2En estos últimos días nos habló por medio del Hijo, a Quien declaró Heredero de todas las cosas, por medio de Quien también hizo los universos,
3Quien es el resplandor de la Gloria y reproducción exacta de su esencia, Quien sustenta todas las cosas con la Palabra de su poder. Después de purificarnos de los pecados por medio de Él mismo, se sentó a la derecha de la Majestad en las alturas.
4Como es superior a los ángeles, heredó un Nombre más excelente que ellos.
5Porque ¿a cuál de los ángeles dijo alguna vez: Mi hijo eres Tú. Yo te engendré hoy? Y otra vez: ¿Yo le seré Padre, Y Él me será Hijo?
6Otra vez, cuando introduce al Primogénito en el mundo, dice: Adórenlo todos los ángeles de Dios.
7Y de los ángeles dice: Quien convierte a sus ángeles en espíritus, Y a sus ministros en llama de fuego.
8Pero del Hijo dijo: Tu trono, oh Dios, es por el siglo del siglo, Y el cetro de tu reino es cetro de justicia.
9Amaste la justicia y aborreciste la iniquidad. Por tanto Dios te ungió, el Dios tuyo, Con aceite de regocijo por encima de tus compañeros.

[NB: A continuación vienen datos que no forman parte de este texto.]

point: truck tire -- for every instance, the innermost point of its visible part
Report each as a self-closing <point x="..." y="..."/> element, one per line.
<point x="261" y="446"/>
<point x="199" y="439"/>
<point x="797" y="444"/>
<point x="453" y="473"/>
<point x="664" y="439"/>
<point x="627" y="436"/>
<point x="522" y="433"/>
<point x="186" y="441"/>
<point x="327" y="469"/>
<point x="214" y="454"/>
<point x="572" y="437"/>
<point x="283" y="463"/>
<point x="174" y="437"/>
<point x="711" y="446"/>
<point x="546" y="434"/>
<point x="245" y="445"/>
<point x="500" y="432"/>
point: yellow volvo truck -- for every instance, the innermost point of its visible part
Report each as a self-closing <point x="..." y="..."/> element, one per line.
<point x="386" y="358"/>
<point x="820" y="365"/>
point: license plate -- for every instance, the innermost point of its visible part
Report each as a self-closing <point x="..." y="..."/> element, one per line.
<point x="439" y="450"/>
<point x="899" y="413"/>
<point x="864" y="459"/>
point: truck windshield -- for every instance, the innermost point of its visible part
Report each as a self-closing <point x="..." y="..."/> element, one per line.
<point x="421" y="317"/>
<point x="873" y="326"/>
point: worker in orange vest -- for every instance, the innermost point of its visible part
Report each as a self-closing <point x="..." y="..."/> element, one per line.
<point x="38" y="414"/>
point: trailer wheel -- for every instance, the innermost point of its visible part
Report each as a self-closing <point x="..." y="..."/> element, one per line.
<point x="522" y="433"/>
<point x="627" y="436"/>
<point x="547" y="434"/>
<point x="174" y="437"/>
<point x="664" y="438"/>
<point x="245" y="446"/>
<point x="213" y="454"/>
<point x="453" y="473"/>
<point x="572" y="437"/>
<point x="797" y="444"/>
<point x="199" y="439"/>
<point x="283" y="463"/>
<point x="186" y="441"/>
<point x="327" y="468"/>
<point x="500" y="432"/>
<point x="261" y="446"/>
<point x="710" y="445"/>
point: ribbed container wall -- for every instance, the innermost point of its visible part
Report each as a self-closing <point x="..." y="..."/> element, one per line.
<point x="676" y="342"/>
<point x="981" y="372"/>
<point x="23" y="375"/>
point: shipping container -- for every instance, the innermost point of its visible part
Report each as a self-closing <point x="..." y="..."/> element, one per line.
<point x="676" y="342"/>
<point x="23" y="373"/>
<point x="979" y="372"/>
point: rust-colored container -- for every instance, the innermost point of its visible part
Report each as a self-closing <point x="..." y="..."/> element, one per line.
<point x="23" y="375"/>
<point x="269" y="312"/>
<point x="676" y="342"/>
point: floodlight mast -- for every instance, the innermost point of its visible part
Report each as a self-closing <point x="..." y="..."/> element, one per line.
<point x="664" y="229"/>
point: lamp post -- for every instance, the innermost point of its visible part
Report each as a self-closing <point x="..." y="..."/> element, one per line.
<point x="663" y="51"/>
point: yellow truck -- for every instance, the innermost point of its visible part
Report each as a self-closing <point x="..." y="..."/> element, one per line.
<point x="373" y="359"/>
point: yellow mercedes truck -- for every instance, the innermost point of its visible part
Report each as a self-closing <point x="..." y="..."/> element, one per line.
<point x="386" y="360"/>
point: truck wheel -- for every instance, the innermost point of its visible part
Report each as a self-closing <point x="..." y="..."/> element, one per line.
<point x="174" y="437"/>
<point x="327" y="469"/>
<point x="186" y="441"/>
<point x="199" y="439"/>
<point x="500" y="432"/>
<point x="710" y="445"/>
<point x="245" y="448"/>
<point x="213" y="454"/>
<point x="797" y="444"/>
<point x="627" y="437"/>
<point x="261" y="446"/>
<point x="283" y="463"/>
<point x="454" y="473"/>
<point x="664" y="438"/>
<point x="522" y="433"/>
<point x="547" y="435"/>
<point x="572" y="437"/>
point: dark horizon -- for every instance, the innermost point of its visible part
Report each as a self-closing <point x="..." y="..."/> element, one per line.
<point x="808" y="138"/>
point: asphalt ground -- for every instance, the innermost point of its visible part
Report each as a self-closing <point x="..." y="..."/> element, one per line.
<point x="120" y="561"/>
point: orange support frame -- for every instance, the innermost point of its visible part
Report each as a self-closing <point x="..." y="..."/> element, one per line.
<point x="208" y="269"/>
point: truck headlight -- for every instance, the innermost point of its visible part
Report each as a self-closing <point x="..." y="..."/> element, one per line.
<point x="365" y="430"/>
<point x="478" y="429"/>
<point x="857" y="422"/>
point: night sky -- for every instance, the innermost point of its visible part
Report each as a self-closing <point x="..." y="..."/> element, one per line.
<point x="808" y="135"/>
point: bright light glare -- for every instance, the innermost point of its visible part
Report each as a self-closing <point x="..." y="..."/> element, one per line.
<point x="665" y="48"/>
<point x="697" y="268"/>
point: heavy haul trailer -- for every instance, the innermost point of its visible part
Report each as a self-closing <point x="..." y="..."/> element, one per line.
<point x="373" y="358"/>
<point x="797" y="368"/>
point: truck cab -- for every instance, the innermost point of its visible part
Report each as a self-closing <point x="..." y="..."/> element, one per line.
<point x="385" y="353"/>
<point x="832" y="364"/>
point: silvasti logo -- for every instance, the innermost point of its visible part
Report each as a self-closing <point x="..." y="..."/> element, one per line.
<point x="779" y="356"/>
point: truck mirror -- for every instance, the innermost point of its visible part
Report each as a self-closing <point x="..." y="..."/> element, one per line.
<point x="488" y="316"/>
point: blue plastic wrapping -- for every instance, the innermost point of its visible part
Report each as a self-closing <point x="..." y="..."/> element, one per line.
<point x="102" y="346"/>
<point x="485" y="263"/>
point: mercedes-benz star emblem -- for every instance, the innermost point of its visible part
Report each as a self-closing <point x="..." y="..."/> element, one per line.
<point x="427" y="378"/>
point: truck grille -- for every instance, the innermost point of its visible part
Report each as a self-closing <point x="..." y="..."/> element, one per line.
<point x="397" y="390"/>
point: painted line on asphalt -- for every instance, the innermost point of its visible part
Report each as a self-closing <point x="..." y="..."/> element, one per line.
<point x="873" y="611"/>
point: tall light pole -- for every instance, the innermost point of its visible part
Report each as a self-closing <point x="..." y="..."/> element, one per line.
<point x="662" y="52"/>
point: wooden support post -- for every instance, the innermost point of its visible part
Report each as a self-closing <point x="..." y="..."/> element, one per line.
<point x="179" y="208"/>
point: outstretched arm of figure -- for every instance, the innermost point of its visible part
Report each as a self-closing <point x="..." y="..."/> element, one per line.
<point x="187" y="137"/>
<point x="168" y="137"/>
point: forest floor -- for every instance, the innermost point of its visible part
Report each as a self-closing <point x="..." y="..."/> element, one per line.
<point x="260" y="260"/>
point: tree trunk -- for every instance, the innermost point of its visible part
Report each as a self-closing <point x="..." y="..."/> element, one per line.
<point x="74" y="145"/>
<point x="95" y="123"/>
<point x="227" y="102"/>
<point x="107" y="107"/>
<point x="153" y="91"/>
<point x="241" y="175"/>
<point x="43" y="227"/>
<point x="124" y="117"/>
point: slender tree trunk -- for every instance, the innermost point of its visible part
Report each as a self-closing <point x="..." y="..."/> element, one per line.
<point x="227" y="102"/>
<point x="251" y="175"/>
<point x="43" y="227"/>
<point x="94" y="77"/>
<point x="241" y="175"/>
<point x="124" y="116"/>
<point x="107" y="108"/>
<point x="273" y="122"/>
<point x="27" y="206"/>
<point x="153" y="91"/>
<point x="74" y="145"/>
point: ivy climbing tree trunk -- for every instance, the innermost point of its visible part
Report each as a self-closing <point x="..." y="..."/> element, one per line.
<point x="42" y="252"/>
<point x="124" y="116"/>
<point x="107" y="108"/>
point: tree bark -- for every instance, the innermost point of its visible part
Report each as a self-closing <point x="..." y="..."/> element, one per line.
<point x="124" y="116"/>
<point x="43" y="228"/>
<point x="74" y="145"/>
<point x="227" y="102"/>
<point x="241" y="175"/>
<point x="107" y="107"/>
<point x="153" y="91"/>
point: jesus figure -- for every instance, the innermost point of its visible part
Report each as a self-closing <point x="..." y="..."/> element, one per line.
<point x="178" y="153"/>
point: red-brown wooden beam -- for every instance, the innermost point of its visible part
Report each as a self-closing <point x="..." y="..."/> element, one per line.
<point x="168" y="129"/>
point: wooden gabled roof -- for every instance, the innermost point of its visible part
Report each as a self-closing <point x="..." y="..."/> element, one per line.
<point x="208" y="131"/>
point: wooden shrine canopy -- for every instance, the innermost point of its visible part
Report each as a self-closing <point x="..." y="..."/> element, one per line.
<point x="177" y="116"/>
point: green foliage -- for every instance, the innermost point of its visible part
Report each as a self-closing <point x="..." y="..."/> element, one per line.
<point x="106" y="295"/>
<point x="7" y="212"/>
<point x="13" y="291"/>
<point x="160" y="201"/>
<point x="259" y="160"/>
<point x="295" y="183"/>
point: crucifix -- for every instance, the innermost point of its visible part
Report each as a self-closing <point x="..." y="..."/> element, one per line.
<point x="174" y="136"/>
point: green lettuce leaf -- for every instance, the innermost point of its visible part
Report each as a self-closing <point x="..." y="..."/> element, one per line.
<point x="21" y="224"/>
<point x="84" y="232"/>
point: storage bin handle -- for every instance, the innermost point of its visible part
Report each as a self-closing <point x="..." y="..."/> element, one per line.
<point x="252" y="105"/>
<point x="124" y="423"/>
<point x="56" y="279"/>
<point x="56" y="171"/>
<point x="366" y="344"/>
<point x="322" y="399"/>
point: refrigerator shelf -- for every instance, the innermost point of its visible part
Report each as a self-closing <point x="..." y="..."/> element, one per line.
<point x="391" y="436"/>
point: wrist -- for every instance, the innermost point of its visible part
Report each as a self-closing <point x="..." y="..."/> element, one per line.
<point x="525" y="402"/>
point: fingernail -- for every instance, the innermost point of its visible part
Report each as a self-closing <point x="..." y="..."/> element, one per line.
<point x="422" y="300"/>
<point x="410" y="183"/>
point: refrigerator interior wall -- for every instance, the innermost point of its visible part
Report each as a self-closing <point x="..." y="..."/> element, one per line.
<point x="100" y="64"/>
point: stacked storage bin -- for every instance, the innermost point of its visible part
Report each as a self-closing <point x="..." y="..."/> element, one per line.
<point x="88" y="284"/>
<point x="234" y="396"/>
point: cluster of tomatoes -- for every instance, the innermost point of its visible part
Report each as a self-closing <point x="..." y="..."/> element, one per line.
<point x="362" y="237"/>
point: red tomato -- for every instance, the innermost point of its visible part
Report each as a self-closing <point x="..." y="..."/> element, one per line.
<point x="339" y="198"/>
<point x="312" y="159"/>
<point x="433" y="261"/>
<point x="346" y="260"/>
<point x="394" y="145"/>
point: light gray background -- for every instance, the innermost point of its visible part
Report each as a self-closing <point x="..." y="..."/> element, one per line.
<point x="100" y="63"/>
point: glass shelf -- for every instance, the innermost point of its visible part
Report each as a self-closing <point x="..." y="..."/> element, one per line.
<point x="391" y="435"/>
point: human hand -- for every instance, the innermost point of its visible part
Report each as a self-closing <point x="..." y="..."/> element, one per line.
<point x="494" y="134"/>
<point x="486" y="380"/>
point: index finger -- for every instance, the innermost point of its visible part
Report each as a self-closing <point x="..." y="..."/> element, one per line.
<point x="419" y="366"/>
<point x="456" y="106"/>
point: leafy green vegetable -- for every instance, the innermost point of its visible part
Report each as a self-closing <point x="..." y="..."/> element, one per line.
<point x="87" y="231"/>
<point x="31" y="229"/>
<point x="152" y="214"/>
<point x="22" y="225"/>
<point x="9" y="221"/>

10Y: Tú, Señor, desde el principio fundaste la tierra, Y los cielos son obras de tus manos,
11Y se acabarán, pero Tú permaneces. Y todos envejecerán como ropa.
12Como un vestido los enrollarás, Y como ropa serán mudados. Pero Tú eres el mismo, Y tus años no acabarán.
13Y, ¿A cuál de los ángeles Dios dijo alguna vez: Siéntate a mi derecha, Hasta que ponga a tus enemigos como tarima para tus pies?
14¿No son todos los ángeles espíritus servidores, enviados para ayudar a los herederos de la salvación?